At Commentary, a list of American writers ranked by numbers of publications devoted to them, with rankings from 1947 and apparently 1987. The author notes that “The reputations of Hawthorne, Emerson, Thoreau, Twain, Fitzgerald, and Frost have slipped badly. Poor William Dean Howells has fallen out of the top 25 altogether (to be replaced by Richard Wright).”

( 1.) Henry James (3,188 items) [+1]
( 2.) William Faulkner (2,955) [-1]
( 3.) T. S. Eliot (2,659) [+1]
( 4.) Herman Melville (2,579) [-1]
( 5.) Vladimir Nabokov (2,290) [+5]
( 6.) Ernest Hemingway (2,220) [-0-]
( 7.) Edgar Allan Poe (1,958) [-2]
( 8.) Toni Morrison (1,950) [+9]
( 9.) Nathaniel Hawthorne (1,751) [-4]
(10.) Walt Whitman (1,647) [-2]
(11.) Emily Dickinson (1,623) [+2]
(12.) Ezra Pound (1,620) [-3]
(13.) Willa Cather (1,482) [+5]
(14.) Ralph Waldo Emerson (1,326) [-3]
(15.) Wallace Stevens (1,122) [-1]
(16.) Edith Wharton (1,087) [+5]
(17.) Henry David Thoreau (1,076) [-5]
(18.) F. Scott Fitzgerald (1,002) [-3]
(19.) Flannery O’Connor (935) [+3]
(20.) Mark Twain (882) [-4]
(21.) John Steinbeck (823) [+2]
(22.) William Carlos Williams (772) [-0-]
(23.) Saul Bellow (706) [+2]
(24.) Richard Wright (670) [+2]
(25.) Robert Frost (661) [-5]

It’s an interesting relative measure, although it’s a little like ranking movies by opening weekend grosses or like those perpetual “Top 100” books/movies/songs lists that proliferate around the end of the year.

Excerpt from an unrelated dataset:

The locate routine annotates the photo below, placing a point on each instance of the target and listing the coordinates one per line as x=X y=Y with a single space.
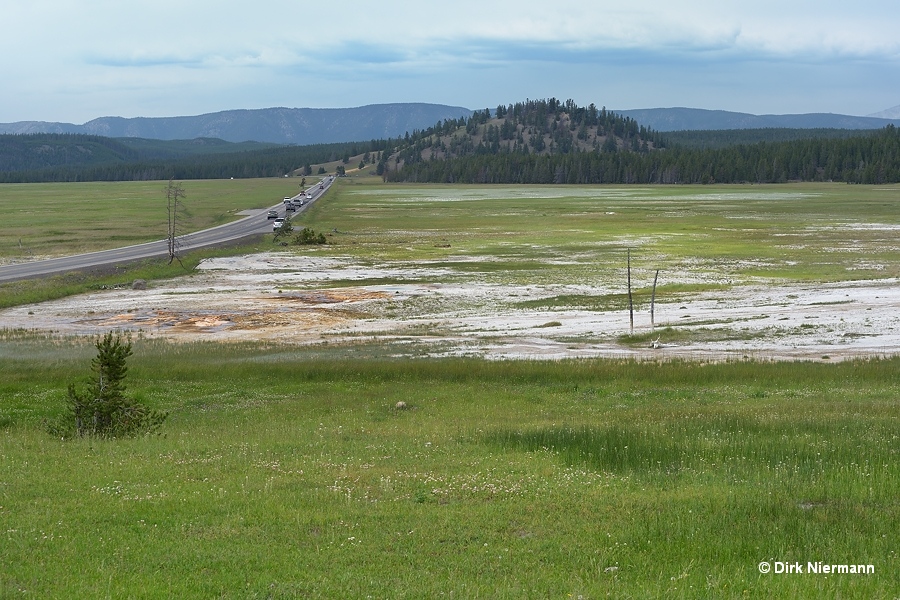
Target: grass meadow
x=286 y=472
x=282 y=475
x=57 y=219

I’m a little unsure about the methodology: this morning’s MLA count of Edith Wharton references totaled 1557, only 10 of which were before 1947, so maybe dissertations and other pieces weren’t counted. But only five women writers and two writers of color made the list, which is a little surprising.  I wonder what a decade-by-decade count of these 25 authors would look like.

2 thoughts on “MLA Rankings of American Authors

  1. The problem I see here is that the amount of scholarship is equated with reputation, at least according to the blurb from the author quoted at the beginning. Has the reputation of Hawthorne, Emerson, et al., really been affected by the number of papers published on them?